Dia melihat pengelolaan BUMN seperti main-main.

"Jiwasraya juga sudah dimasukkan dalam IFG (Indonesia Financial Group), BUMN Holding Perasuransian dan Penjaminan, dan juga telah meminta dan disetujui suntikan dana penanaman modal negara (PMN) sebesar Rp20 triliun. Bahkan, saat ini sedang minta tambahan lagi Rp2 triliun ke DPR untuk disetujui," papar mantan Direktur Bank Muamalat tersebut.
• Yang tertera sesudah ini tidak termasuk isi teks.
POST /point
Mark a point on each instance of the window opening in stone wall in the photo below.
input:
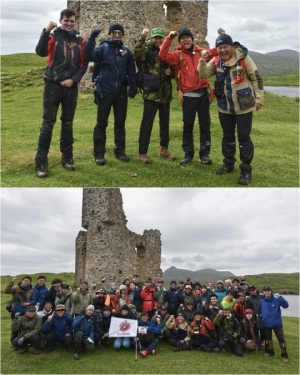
(140, 250)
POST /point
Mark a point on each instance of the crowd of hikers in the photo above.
(217, 317)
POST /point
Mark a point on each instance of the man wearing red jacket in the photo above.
(204, 335)
(194, 90)
(147, 297)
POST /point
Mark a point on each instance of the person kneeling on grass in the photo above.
(58, 328)
(181, 337)
(29, 328)
(83, 326)
(250, 336)
(229, 331)
(146, 340)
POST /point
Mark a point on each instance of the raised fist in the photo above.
(52, 25)
(172, 34)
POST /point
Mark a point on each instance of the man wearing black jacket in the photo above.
(64, 50)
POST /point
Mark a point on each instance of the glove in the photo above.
(172, 34)
(95, 33)
(21, 340)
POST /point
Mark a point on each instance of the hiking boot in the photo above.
(143, 353)
(165, 153)
(245, 178)
(144, 159)
(205, 160)
(185, 160)
(122, 157)
(23, 350)
(68, 165)
(100, 160)
(267, 354)
(225, 169)
(76, 356)
(42, 171)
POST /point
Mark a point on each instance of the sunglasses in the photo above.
(115, 33)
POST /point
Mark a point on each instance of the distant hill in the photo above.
(276, 63)
(287, 53)
(203, 276)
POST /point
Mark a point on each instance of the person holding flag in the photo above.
(146, 339)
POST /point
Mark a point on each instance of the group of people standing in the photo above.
(229, 316)
(240, 91)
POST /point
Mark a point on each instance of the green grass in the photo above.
(110, 361)
(275, 136)
(291, 79)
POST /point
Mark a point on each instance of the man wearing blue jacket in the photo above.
(58, 328)
(114, 70)
(271, 319)
(146, 339)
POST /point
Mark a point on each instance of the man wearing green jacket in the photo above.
(29, 328)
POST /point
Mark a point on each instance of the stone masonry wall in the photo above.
(136, 15)
(108, 248)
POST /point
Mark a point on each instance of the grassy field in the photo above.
(110, 361)
(275, 136)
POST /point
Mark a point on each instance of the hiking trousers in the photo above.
(150, 109)
(119, 104)
(54, 96)
(243, 124)
(190, 107)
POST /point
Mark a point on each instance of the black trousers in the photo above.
(243, 123)
(269, 347)
(119, 103)
(150, 109)
(191, 107)
(54, 96)
(65, 341)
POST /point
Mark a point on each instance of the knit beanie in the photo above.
(90, 307)
(185, 31)
(223, 38)
(116, 26)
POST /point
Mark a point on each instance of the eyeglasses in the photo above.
(115, 33)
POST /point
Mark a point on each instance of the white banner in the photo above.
(122, 327)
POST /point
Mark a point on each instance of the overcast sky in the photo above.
(262, 26)
(245, 231)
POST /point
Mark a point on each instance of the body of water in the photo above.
(290, 92)
(293, 309)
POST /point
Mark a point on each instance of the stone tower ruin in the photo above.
(135, 16)
(107, 248)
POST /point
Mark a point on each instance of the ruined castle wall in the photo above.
(136, 15)
(108, 248)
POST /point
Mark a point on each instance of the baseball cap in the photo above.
(157, 31)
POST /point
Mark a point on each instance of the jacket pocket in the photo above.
(245, 98)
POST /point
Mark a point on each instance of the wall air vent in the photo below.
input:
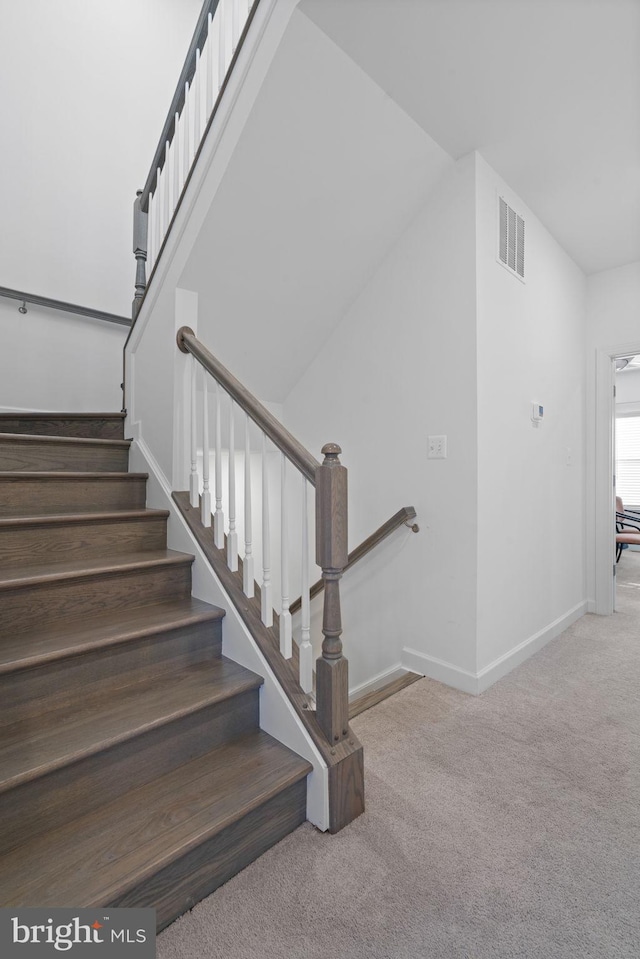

Lebih jauh dia menjelaskan, dari kasus-kasus perampokan uang negara bermodus investasi ini ujung pangkalnya adalah masalah dalam pengelolaan dana investasi di BUMN-BUMN keuangan, lembaga keuangan dan entitas pemerintah.

Baca Juga: Pentingnya Seni dan Budaya di Antara Pariwisata

Jika ditilik lebih dalam, ada kemiripan dalam praktek investasi di Jiwasraya dan Asabri. Kemiripannya adalah kedua BUMN Asuransi tersebut banyak menginvestasikan dananya disaham tidak likuid, dan untuk Jiwasraya hanya lima persen yang diinvestasikan di saham LQ45, di samping juga 98 persen dari reksadana dikelola oleh manajer investasi yang tidak termasuk ‘top tier.’

Bahkan banyak saham-saham yang dimiliki oleh Jiwasraya juga dimiliki oleh Asabri. Hal yang lebih mengagetkan adalah, saham-saham tersebut terafiliasi dengan Heru Hidayat dan Benny Tjokrosaputro (Bentjok), yang keduanya menjadi terdakwa untuk kasus Jiwasraya dan status tersangka untuk kasus Asabri.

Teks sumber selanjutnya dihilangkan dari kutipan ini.